Sarah balled her fists, shaking. She seemed to glow momentarily, possessed by a strange supernatural force. She rushed to the door, ripping the chain lock away with her bare hands and forcing it open with bizarre herculean strength.

“Run! Go!” She shouted.

I needed no more instruction. I broke from her mother’s tight grip, the knife barely grazing my left cheek, and took off running. I tore through the flowerbeds. I sprinted past the swings. Finally, I hurdled over the gate and onto the street. I was free, and there was no point in chasing me. I turned back only once during my escape, seeing them leering at me through the kitchen window.

I was so scared that I just couldn’t stop running. I was already tired from the long day at school, but my body just wouldn’t let me stop. Sarah’s home was miles from my own, and it was getting dark by the time I collapsed in a sobbing, shaking heap at my mother’s doorstep.

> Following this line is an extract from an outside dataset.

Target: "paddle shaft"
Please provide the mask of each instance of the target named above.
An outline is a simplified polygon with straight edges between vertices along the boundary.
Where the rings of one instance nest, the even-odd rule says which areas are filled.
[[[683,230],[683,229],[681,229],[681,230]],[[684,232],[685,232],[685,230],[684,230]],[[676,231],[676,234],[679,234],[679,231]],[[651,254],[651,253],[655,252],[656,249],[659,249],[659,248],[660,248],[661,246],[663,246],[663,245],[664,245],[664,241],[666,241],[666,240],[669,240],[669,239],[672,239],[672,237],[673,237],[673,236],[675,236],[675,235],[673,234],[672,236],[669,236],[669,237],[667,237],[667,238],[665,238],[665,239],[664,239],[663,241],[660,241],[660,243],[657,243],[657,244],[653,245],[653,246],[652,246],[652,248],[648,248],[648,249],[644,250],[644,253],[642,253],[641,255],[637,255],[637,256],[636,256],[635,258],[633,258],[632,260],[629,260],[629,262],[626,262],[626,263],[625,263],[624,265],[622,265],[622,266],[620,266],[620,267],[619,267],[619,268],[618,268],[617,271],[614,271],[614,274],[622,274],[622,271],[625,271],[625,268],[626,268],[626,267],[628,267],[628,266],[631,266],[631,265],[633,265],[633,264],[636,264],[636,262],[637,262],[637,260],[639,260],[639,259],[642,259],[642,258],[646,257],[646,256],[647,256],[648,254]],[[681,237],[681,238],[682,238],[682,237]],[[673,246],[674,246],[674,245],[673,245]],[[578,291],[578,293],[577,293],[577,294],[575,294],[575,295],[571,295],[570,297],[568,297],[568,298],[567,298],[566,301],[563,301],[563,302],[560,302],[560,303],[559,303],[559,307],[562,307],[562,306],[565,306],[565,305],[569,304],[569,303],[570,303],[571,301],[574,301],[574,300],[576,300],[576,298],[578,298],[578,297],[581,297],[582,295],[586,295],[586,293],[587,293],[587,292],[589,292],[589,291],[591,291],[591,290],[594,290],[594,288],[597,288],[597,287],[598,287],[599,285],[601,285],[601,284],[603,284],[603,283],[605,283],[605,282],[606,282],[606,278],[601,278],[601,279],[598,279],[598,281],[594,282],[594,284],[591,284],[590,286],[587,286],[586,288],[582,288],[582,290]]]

I didn’t dare tell her the real truth. How could I? She’d never believe it. I told my mum the best excuse my racing mind could conjure; that I’d gone to Sarah’s house to play, but we’d had a falling out, and I’d fallen and grazed my face on the way home. She took it, albeit with some suspicion, and I carted myself up to bed to sleep. I had no appetite after what had happened.

I never saw Sarah again. Never.

I didn’t go to school the next week; I faked a fever and spent my time hiding in my bedroom. But the week after, I returned to school to the news that Sarah was no longer attending.

I did drop by her house, just one more time. It was a few weeks after the incident, during the summer holidays, and my fear had given way to a strange desire to verify what I’d seen. I’d made some lame excuse about leaving some belongings at Sarah’s, and took my strong big brother along for much needed protection, but her family didn’t live there anymore. A young couple with twin toddler boys answered the door, quick to regale me with stories of the strange gothic family who had moved out and sold the house in rather a hurry.

Sarah had disappeared from my life completely, and I was more than content with the arrangement.

Is there a moral to be had here? Yeah, I think there is. Look out for the weird ones. What may seem like an angsting prepubescent goth going through a phase may very well prove to be the genuine article. Watch your back and keep an open mind, as you never know who may be lurking on the playground of your local school.